21/05/2026 : Radio Anthropocène en direct et en public

Retrouvez Radio Anthropocène à la Maison de l’Environnement pour son direct en public, le dernier de la saison !

Ecouter le direct : https://ranthropocene.radio12345.com/

Au programme de Radio Anthropocène, dix émissions ce jeudi 21 mai 2026 :

➡️ 13h30 : La voix des milieux

Plus d’informations à venir.

Par Damien Rondepierre.

➡️ 14h : La chèvre et le chou – Biodiver’cité : regards, savoirs et points de vue à propos des solutions fondées sur la nature

Pour faire face aux changements globaux, les villes ont de plus en plus recours aux solutions fondées sur la nature ou à la réhabilitation écologique, c’est-à-dire à des processus qui reposent sur le fonctionnement des écosystèmes pour proposer des solutions d’aménagement plus durables. Dans ces dispositifs, une multitude d’acteurs sont mis en relation : des aménageurs aux associations et aux habitants jusqu’aux techniciens ou écologues, tous confrontent leurs points de vue et leurs savoirs sur la biodiversité urbaine. Ce sont ces projets et les représentations de la nature urbaine qu’ils portent que nous interrogeons aujourd’hui par le prisme de l’anthropologie avec le regard éclairé de Julie Jeammaud.

Avec Julie Jeammaud.
Animée par Eloïse Bellet et Clara Lyonnais-Voutaz.

➡️ 14h20 : Récit de Vi(ll)es – Lena, cuisiner pour se souvenir

Après plusieurs années en squat lorsque nous rencontrons Lena en octobre 2024, elle est hébergée dans un hôtel à Perrache. Elle vient à la Cantina deux fois par semaine et notre discussion est bercée par l’odeur de ce qu’elle cuisine.

Par LALCA groupe de recherche et de créations.

➡️ 15h : Terreaux communs – Quels espaces pour la cohabitation interespèce en ville ?

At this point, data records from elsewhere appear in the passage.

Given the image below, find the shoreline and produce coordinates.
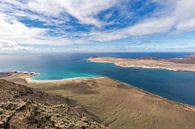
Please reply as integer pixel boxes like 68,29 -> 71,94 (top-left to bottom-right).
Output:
87,57 -> 195,72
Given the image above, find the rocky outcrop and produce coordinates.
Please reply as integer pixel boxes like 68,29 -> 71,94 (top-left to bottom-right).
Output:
0,80 -> 106,129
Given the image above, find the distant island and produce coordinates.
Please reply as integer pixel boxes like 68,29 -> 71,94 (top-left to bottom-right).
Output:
88,55 -> 195,72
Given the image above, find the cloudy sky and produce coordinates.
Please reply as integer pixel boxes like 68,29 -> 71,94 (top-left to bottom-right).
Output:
0,0 -> 195,53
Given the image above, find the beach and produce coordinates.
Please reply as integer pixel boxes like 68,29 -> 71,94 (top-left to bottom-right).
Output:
88,57 -> 195,72
1,74 -> 195,129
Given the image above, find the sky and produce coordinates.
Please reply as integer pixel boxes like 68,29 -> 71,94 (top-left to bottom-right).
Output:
0,0 -> 195,53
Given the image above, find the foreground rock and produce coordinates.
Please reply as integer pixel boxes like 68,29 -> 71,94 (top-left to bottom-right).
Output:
27,77 -> 195,129
88,57 -> 195,72
0,79 -> 106,129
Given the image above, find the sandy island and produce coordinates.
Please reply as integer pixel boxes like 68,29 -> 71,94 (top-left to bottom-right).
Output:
88,56 -> 195,72
3,74 -> 195,129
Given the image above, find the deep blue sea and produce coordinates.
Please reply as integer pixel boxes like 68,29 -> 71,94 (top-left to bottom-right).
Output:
0,53 -> 195,105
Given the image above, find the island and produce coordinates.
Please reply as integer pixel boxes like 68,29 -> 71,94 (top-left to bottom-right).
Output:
88,56 -> 195,72
1,73 -> 195,129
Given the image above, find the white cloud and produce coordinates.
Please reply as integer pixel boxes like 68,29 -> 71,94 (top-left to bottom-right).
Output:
87,17 -> 175,41
0,0 -> 195,51
27,0 -> 116,27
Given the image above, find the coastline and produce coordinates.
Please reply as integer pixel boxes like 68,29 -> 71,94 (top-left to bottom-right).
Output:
87,57 -> 195,72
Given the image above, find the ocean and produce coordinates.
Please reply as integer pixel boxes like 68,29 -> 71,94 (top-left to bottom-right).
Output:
0,53 -> 195,105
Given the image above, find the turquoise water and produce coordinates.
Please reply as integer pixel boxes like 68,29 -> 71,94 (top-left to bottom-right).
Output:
0,53 -> 195,105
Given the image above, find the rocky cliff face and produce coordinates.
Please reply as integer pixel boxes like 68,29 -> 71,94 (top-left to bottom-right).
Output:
0,80 -> 106,129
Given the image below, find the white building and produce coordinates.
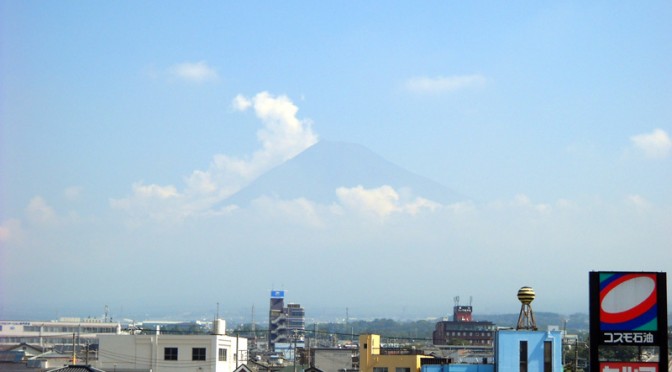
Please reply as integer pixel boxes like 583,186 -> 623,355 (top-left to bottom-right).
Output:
97,320 -> 247,372
0,318 -> 121,347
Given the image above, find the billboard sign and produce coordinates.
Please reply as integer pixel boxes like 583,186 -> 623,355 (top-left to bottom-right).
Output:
589,272 -> 668,372
600,362 -> 659,372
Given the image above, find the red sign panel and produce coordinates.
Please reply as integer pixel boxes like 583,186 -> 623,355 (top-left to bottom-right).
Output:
600,362 -> 658,372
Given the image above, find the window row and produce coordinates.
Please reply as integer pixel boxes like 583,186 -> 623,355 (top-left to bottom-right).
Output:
446,332 -> 492,337
163,347 -> 227,362
23,326 -> 117,333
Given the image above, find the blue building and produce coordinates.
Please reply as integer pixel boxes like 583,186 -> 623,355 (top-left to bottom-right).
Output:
495,330 -> 562,372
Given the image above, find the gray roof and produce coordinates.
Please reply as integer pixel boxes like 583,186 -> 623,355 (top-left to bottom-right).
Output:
49,364 -> 105,372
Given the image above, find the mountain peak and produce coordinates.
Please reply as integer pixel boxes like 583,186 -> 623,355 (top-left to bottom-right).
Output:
226,140 -> 459,205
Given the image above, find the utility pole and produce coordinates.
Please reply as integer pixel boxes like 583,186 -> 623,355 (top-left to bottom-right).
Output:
72,332 -> 77,364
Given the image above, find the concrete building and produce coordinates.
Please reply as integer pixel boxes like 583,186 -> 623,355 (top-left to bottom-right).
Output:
432,303 -> 496,349
0,318 -> 121,347
495,330 -> 563,372
359,334 -> 432,372
97,322 -> 247,372
310,348 -> 357,372
268,290 -> 306,353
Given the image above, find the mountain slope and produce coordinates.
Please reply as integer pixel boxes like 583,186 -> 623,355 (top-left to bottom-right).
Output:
226,141 -> 460,205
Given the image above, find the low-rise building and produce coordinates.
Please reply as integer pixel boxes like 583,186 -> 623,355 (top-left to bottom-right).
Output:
97,320 -> 247,372
359,334 -> 432,372
0,318 -> 121,347
495,330 -> 563,372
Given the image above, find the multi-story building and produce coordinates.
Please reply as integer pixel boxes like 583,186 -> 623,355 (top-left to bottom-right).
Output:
0,318 -> 121,347
268,291 -> 306,351
432,304 -> 496,348
97,321 -> 247,372
359,334 -> 433,372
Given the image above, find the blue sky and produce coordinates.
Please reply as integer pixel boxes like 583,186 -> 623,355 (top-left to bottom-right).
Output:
0,0 -> 672,317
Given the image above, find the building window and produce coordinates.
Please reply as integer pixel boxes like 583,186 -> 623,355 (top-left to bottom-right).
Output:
191,347 -> 205,360
544,341 -> 553,372
520,341 -> 527,372
163,347 -> 177,360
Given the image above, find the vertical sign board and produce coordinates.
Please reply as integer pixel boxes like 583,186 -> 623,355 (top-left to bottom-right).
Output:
589,271 -> 668,372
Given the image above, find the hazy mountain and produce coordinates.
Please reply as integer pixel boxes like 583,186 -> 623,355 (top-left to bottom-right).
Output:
226,141 -> 464,205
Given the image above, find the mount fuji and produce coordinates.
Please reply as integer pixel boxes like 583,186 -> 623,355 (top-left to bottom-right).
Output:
225,140 -> 465,206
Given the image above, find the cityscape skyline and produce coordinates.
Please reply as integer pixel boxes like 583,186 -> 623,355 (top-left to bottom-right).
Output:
0,0 -> 672,318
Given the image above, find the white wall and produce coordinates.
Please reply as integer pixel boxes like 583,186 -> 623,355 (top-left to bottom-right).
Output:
98,335 -> 247,372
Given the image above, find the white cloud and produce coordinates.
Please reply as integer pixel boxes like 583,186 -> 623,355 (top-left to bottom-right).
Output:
0,218 -> 22,242
168,61 -> 219,83
233,94 -> 252,111
252,196 -> 324,227
110,92 -> 318,220
406,74 -> 487,93
26,196 -> 56,223
630,129 -> 672,159
336,185 -> 439,217
625,194 -> 651,211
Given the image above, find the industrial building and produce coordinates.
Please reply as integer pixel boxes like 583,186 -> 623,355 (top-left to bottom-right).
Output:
0,318 -> 121,347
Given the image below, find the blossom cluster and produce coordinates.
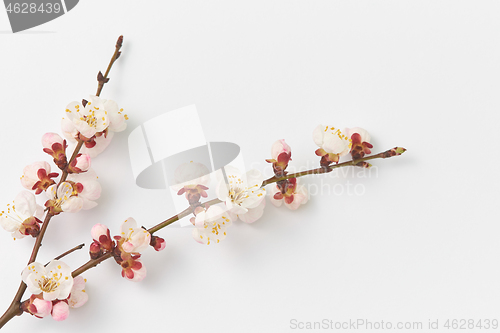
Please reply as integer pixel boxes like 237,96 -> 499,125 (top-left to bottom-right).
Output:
89,217 -> 166,281
0,96 -> 127,239
21,260 -> 88,321
0,96 -> 127,321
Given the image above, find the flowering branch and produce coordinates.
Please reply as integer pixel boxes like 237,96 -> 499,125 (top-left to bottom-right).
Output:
49,243 -> 85,266
45,147 -> 406,277
262,147 -> 406,186
0,36 -> 123,328
0,36 -> 406,328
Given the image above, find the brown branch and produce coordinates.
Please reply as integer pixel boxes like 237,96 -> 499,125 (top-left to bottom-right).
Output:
95,36 -> 123,96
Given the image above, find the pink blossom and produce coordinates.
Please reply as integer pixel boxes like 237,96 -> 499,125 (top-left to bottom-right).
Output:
271,178 -> 309,210
149,236 -> 167,251
271,139 -> 292,160
122,259 -> 147,282
29,298 -> 52,318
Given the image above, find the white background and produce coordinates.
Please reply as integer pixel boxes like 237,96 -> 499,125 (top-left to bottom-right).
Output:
0,0 -> 500,332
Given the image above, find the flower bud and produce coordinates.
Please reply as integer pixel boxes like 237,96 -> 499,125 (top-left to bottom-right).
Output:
149,236 -> 167,251
89,242 -> 102,259
90,223 -> 113,251
21,295 -> 52,318
42,133 -> 68,170
266,139 -> 292,177
68,154 -> 90,173
21,162 -> 59,194
345,127 -> 373,160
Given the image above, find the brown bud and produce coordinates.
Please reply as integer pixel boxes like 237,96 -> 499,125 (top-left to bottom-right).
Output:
89,241 -> 102,259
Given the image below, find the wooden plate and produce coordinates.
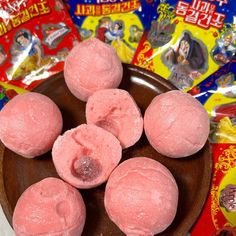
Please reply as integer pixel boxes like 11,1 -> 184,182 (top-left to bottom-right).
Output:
0,64 -> 212,236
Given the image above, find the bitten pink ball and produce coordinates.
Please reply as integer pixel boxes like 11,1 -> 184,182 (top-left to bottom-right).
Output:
0,92 -> 63,158
13,177 -> 86,236
52,124 -> 122,188
144,90 -> 210,158
64,38 -> 123,101
104,157 -> 178,236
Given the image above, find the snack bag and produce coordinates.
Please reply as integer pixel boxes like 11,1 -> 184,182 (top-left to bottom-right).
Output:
189,59 -> 236,143
0,82 -> 26,110
191,143 -> 236,236
132,0 -> 236,91
0,0 -> 79,90
66,0 -> 159,63
188,58 -> 236,236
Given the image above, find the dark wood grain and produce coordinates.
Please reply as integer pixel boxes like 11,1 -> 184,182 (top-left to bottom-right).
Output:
0,64 -> 212,236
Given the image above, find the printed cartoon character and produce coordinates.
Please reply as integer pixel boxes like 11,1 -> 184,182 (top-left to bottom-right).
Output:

Depuis 10 ans, l’association Des Espèces Parmi’Lyon oeuvre en faveur de la faune et de la flore en ville en menant des actions de sensibilisation, en accompagnant des intiatives habitantes, en réalisant des expertises naturalistes, en développant des projets innovants. Parmi eux, GabioDiv, un projet unique en France qui recrée la continuité entre milieu humide et milieu terrestre et réinvente la convivialité interespèce.

Avec Victorine De Lachaise, Des Espèces Parmi’Lyon
Animée par Marie Civil.

➡️ 15h35 : Micro et Truelle – La conservation de la stèle du Bas de Loyasse

La stèle funéraire découverte en octobre 2025 lors d’un diagnostic archéologique rue du Bas de Loyasse a nécessité de gros efforts logistiques pour son extraction, son transport et sa conservation. Isabelle Munsch, gestionnaire des archives du sol à la Direction de l’Archéologie de la Ville de Lyon reviendra sur toutes les étapes et sur les principaux enjeux de la conservation préventive du mobilier archéologique.

Avec Isabelle Munsch.
Animée par Naïs Novat.

➡️ 15h50 : Lecture A° – Nos futurs communs – Patrick Boucheron, Eduardo Viveiros de Castro (PUL / Cité anthropocène / October Octopus, 2026)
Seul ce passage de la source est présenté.